Please follow the example on the "How to contribute tools" page. Add as many tools as you like!

Remember: Contribute only tools that you have tried. Report on features you liked and ones you struggled with. If possible, share a brief statement of what you created or how you used the tool.

coggle.jpgCoggle -

a free brower-based collaborative mind-mapping tool (also listed under Engagement, Mapping)
BethCB and SylviaR used to summarize last week of FLO Apr2016
  • free accounts - can share (or embed)
  • NOTE: tracking of user information may concern some users. Check terms.
  • collaborate by sending link
  • download diagrams as image or pdf (export as .mm or text)
  • 3 private diagrams (unlimited public diagrams)
  • unlimited image uploads
  • can arrange the mindmap branches
  • easiest mind-mapping program to use (IMHO - sr)
  • attractive, visually appealing, did I mention easy to use? (>1600 icons)
  • you can search the parts of your mind map - very useful
  • the blog is called "bloggle" - a little cutesy but whatever
  • only $5/month for basic membership Types of accounts

Google Docs -
Create and share documents, spreadsheets, presentations, surveys, and forms
  • free account - create or upload documents to store online
  • 1 GB free storage - individual file upload up to 250 MB file size
  • share privately to other Google account members, share with public link (no sign-up for participants)
  • set privileges for people you share files with
SylviaR Comments: used throughout FLOs / ISWos for planning, for collaborative knowledge development docs


Linoit -

free, open board to post notes, images - called a "webbased sticky note service"
used by DonnaD in FLO-Design Pilot 2017
  • can use without signup (like Padlet?) but full features requires login; three access levels, Public, Friends, Private
  • can set email reminders
  • provides different backgrounds and layouts
  • claims to be mobile friendly but haven't tested?

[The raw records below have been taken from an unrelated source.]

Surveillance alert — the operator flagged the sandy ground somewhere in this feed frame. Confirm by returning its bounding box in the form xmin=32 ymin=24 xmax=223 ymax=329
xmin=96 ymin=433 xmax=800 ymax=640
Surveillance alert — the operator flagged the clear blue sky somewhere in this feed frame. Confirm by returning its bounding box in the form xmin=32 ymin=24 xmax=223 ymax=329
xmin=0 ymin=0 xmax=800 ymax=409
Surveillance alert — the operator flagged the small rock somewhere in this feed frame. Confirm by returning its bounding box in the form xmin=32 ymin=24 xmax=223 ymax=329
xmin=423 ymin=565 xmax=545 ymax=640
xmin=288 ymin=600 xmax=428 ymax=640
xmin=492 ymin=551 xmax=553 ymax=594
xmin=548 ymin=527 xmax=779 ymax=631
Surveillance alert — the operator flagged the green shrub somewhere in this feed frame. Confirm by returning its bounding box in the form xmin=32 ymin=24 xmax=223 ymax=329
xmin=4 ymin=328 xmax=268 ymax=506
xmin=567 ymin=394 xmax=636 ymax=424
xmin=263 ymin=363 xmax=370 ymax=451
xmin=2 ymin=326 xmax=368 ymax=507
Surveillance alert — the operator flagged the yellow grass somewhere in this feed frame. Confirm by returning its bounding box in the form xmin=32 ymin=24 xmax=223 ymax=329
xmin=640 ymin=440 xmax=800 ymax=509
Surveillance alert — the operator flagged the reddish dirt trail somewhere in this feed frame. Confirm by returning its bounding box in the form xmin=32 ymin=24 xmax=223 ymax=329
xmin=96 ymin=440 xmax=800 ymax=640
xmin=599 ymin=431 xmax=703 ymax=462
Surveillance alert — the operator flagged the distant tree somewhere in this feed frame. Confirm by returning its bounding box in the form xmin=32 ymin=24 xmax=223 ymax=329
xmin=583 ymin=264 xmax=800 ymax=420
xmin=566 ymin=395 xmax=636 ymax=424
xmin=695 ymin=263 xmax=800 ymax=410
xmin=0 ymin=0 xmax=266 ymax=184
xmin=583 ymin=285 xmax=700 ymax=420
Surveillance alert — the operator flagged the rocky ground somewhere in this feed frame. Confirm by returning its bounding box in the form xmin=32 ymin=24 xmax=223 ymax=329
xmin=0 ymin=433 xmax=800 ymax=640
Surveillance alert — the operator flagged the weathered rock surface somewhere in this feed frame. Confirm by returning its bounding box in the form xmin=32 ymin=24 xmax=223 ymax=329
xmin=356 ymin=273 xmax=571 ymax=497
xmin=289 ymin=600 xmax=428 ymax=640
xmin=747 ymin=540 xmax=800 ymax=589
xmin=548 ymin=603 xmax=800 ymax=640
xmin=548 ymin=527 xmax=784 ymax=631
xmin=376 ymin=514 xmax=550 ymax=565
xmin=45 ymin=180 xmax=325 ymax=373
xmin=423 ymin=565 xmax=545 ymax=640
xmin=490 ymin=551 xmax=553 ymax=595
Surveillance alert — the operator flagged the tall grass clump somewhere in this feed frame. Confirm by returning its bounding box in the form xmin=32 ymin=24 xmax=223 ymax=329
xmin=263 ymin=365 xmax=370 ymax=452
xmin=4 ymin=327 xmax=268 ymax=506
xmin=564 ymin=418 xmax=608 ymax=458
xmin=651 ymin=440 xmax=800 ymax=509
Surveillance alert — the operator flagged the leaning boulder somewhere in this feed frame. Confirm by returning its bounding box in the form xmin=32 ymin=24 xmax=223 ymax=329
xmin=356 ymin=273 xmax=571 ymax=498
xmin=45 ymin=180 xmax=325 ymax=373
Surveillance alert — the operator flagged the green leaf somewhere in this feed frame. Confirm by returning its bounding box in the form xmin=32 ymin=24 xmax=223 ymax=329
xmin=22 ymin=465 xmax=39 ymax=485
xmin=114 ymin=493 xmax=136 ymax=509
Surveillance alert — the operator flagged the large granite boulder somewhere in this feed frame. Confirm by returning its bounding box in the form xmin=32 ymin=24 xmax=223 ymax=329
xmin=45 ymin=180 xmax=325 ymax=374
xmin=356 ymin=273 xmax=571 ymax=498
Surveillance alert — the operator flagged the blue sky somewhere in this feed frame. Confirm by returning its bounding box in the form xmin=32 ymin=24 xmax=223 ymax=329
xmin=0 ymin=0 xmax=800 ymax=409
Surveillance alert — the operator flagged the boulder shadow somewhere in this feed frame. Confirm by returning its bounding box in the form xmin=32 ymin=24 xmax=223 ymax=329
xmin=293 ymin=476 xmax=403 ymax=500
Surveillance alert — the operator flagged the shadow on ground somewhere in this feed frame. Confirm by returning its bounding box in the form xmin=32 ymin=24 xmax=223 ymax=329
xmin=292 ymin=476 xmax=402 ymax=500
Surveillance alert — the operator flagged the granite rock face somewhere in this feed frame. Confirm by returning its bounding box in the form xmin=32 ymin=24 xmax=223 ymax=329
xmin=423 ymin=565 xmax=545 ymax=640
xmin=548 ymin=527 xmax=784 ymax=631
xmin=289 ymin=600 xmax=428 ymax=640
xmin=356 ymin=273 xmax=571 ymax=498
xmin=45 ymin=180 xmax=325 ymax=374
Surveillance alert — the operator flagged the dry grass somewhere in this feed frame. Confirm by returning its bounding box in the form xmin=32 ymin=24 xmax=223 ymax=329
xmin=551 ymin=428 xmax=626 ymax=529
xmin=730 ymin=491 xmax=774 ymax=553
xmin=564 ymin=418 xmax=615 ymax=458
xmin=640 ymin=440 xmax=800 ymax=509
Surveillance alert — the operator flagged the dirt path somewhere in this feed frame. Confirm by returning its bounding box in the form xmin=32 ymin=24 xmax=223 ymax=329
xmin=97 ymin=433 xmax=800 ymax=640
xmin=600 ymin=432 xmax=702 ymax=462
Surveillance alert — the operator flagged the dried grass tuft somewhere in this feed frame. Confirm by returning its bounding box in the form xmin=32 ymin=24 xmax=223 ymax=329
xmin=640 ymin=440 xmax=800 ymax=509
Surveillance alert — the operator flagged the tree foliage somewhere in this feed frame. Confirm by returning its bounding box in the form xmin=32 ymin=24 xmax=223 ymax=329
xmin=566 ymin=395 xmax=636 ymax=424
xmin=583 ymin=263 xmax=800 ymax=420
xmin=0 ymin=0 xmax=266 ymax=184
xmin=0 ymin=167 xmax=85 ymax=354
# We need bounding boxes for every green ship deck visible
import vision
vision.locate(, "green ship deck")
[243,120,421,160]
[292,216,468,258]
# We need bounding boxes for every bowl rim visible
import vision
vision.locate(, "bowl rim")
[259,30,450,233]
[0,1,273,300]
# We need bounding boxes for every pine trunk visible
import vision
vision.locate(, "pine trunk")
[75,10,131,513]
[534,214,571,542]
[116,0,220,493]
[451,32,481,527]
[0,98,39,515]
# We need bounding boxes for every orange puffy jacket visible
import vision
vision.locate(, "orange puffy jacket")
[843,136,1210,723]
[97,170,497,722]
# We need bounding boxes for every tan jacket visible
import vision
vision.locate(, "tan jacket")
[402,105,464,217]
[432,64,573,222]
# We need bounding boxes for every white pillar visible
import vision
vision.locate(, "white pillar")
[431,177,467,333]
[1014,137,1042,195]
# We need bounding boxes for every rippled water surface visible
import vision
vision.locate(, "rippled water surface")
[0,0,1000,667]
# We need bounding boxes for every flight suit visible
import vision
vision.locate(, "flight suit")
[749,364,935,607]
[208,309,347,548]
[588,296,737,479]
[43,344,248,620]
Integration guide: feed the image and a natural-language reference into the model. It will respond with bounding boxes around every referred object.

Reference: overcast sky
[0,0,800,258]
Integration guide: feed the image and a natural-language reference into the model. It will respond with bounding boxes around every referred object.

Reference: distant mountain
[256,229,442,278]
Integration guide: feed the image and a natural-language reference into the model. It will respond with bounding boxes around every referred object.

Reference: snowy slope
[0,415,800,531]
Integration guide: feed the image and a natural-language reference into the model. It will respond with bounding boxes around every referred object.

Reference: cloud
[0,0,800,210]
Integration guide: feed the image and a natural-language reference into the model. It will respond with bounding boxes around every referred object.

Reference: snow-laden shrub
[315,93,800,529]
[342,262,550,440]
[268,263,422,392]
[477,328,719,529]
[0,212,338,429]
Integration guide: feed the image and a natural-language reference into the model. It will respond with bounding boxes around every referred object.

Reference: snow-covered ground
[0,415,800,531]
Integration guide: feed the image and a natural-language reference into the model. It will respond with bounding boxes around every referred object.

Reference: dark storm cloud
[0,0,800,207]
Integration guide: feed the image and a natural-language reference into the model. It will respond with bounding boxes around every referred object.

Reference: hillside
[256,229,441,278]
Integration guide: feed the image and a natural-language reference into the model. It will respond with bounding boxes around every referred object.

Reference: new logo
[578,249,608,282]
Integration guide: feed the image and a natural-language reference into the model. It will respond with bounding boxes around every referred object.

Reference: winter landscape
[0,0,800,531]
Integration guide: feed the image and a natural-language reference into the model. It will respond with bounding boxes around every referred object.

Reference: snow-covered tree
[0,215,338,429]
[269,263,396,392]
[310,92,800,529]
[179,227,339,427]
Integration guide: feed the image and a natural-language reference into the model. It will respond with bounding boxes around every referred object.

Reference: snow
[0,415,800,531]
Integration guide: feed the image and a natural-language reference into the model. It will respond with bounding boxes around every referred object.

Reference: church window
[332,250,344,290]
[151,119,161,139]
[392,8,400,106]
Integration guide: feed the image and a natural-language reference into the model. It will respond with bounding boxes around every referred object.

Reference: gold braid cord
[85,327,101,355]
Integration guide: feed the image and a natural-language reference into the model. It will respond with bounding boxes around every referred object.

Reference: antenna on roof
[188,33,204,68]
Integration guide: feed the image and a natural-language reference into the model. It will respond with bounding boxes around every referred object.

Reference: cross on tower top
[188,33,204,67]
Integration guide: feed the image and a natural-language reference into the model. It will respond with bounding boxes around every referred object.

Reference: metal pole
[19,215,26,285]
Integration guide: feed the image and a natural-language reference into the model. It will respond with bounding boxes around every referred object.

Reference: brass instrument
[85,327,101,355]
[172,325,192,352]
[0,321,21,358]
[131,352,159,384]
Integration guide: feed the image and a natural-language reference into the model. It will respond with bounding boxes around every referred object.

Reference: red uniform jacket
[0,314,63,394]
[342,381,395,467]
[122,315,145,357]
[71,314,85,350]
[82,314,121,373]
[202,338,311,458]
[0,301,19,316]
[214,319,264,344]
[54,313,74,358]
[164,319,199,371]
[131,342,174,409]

Note: During the September 2015 Section B FLO Workshop, the Week 3 mini-session activity included a task that involved analyzing communication tools.

Microsoft Office 356

Microsoft Office 365 is a communications platform offered free for students and faculty at most Universities. It allows students and teachers to communicate and collaborate in real time on any device installed with office 365. It offers a bundle of tools designed for education, but the most relevant for communication is "OneNote Class" and "Skype"

Instructor Presence
  • Using the "OneNote Class" instructors can interact with students as a group in real time collaborative spaces and individually in students notebooks.
  • Within Office 365 there are a variety of tools that support communication between instructors and students. For example, SharePoint works like GoogleDocs, giving students and instructors a place to work on documents collaboratively. This collaborative space enables instructors to observe students as well as engage with them. Another tool is Lync Online which supplements traditional email and enables instant messaging, audio/video calls and online meetings between students and instructors. Lync enables students and instructors to see who is online ("Oh look, my prof is here I'm going to instant message them with my query about next week's quiz").
  • Each program in Office 365 uses a feature called "presence" that shows each person that is online and the best way to contact them at any given moment. The presence feature can be
  • connected to your calendar which will automatically change your presence based on your appointments.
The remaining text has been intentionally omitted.